Let’s go ahead and assume you buy into the idea that there are plenty of clients out there and that you don’t have to worry about your “competition” at all.

If you’re not bought in, I have a free video coming out next month to help with that. But in our imaginings where you’re totally comfortable with that idea, you have a lot more space to be generous, right?

You don’t have to waste your time and energy trying to get a leg up on someone else. Let’s spend your strategy brain cells on positive things, shall we?

You know one of the things that has been the biggest practice-building tools for me? Being generous. That doesn’t mean giving away sessions or not valuing your time or being a martyr. It means giving what you can, when you can and not a minute more.

Practice-Building Generosity

Here are some examples of practice-building generosity:

  • If another therapist has a long term client with new eating disorder symptoms and she wants to consult with me about best practices, if I have it to give, I chat with her about her client.
  • If I meet a therapist that has the same specialty as a good friend, I email-introduce them. And not just “Hey ___ & ___, you should meet,” but a REAL introduction where I tell them a little about each other.
  • If I know people in the city someone is moving to, I email-introduce them to my people there, with the same in-depth introduction that makes them actually want to meet one another.
  • If a potential client calls or emails about setting up an appointment and I’m full, I talk with her about what she’s wanting to work through in therapy and what kind of therapist she’s looking for. Then I give her a list of hand-picked therapists that I think would be a great fit (networking comes in handy here so you can really get to know a lot of clinicians in your area). I do this even if I’m full because I don’t do waiting lists.
  • If a treatment center rep asks for other people to invite to a networking dinner, I spread the word because everyone likes free dinner and the people the reps know are often the folks they refer to when clients are discharged.
  • If a client needs a referral for her partner or friend, I am very thoughtful in who I provide as a referral. I never refer anyone to a clinician I wouldn’t send my friends or family to, ever.
  • If a position on a Board of Directors or a great volunteer experience opens up that you’re actually excited about, do it! Make sure you will have the energy to continue your commitment (I’ve learned that the hard way) and that it’s something you believe in.
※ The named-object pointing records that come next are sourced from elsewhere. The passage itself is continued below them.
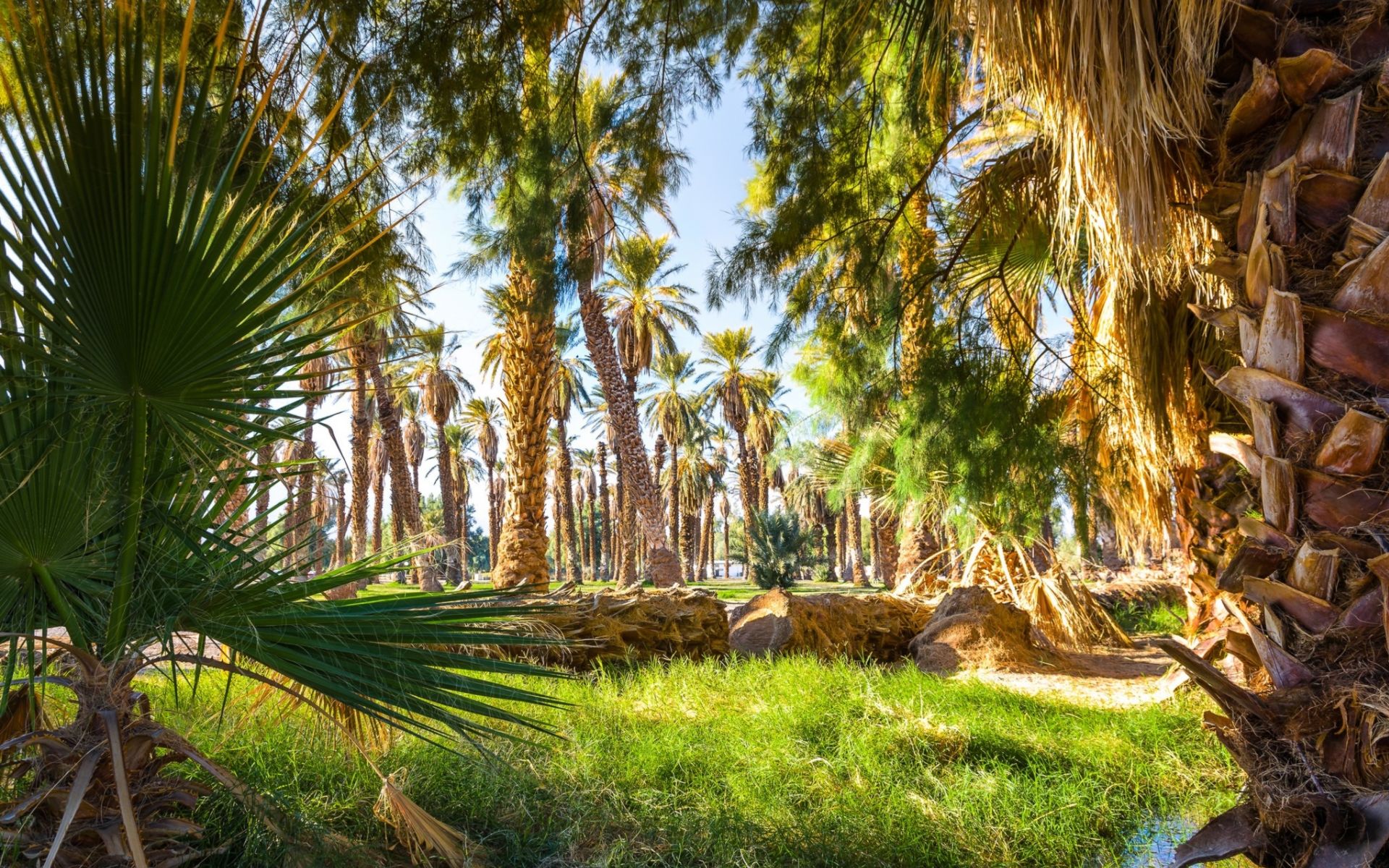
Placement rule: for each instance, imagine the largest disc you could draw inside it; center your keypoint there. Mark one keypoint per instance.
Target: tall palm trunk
(493, 525)
(528, 380)
(626, 435)
(360, 457)
(885, 543)
(676, 504)
(749, 486)
(456, 557)
(380, 467)
(566, 509)
(831, 548)
(602, 566)
(305, 504)
(857, 574)
(1312, 323)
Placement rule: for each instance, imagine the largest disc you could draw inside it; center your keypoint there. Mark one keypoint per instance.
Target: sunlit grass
(750, 763)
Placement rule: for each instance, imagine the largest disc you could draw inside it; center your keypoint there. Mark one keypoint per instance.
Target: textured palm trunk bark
(885, 550)
(528, 399)
(856, 571)
(603, 566)
(1301, 196)
(626, 439)
(492, 519)
(566, 472)
(831, 548)
(404, 506)
(360, 459)
(747, 490)
(453, 537)
(674, 506)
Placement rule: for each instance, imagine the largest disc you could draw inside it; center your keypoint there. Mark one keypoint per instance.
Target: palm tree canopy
(645, 303)
(729, 378)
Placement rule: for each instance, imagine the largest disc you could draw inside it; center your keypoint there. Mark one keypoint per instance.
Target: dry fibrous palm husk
(877, 626)
(972, 629)
(626, 625)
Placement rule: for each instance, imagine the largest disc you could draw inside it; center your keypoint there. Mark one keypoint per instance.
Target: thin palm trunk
(528, 383)
(676, 504)
(566, 509)
(454, 557)
(360, 460)
(626, 441)
(605, 525)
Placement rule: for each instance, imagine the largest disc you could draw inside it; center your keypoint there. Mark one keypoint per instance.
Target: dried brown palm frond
(1108, 82)
(424, 836)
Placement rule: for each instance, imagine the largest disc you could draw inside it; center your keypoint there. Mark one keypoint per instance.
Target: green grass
(749, 763)
(1162, 618)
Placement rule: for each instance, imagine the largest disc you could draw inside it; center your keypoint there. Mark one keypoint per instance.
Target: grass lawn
(747, 763)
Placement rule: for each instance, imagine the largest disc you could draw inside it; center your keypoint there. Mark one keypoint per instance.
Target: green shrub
(778, 549)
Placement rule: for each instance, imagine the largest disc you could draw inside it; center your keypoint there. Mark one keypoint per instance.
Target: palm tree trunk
(403, 501)
(626, 441)
(886, 549)
(727, 558)
(528, 399)
(676, 503)
(747, 484)
(492, 519)
(1312, 575)
(567, 507)
(303, 504)
(831, 548)
(605, 524)
(856, 540)
(360, 461)
(453, 553)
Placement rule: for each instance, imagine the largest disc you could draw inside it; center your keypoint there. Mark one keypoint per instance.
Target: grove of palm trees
(706, 433)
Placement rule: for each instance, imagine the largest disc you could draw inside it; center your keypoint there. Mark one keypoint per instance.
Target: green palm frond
(158, 241)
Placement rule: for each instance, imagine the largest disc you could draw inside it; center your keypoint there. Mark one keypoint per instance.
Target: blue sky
(705, 221)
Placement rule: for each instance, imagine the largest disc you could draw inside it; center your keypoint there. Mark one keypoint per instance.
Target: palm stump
(1301, 199)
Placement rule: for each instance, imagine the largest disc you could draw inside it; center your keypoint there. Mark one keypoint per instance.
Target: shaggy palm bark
(603, 566)
(626, 436)
(674, 504)
(456, 538)
(380, 466)
(360, 454)
(1302, 200)
(853, 524)
(528, 400)
(566, 472)
(831, 548)
(885, 550)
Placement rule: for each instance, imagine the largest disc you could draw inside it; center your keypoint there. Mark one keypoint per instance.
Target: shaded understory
(747, 763)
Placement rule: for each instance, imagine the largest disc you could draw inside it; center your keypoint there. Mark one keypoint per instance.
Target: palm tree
(674, 414)
(645, 305)
(741, 391)
(481, 417)
(570, 392)
(139, 353)
(442, 388)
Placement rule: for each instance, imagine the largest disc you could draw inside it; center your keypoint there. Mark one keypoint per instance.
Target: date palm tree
(645, 303)
(570, 393)
(739, 389)
(674, 413)
(442, 388)
(117, 417)
(481, 417)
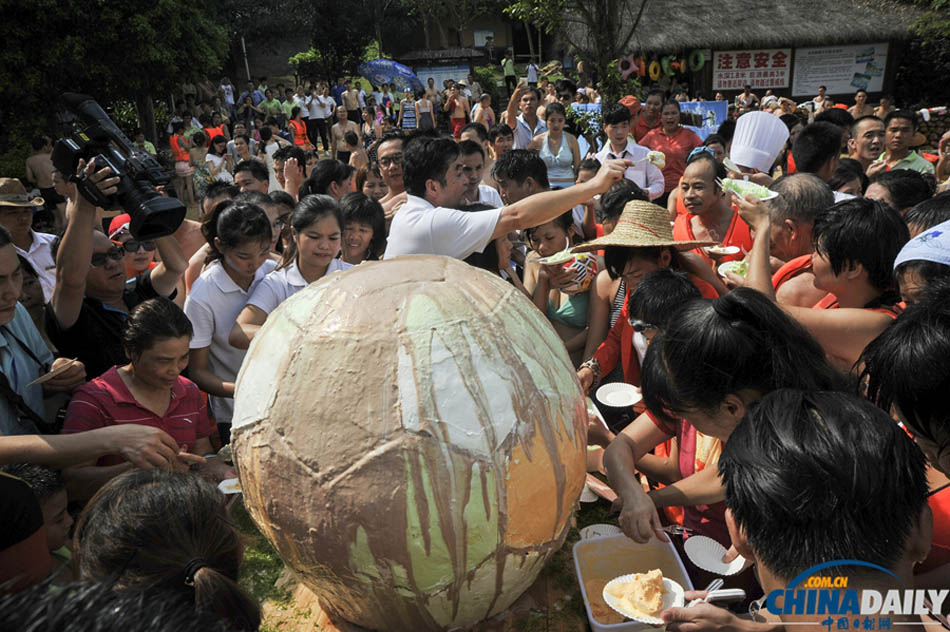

To be clear, I don’t do these things in order to get referrals, they’re things I’m interested in doing regardless of the benefit my practice gains from it.

That would be a recipe for resentment.

If this kind of effort is not something you’re into, don’t do it. Again, this is all about giving what you can, when you can. It’s not about burning yourself out. There are times I don’t have it to give and I have to work with the “I should’ve gone the extra mile” guilt, but that passes sooner than the martyrdom and frustration of having over-extended myself.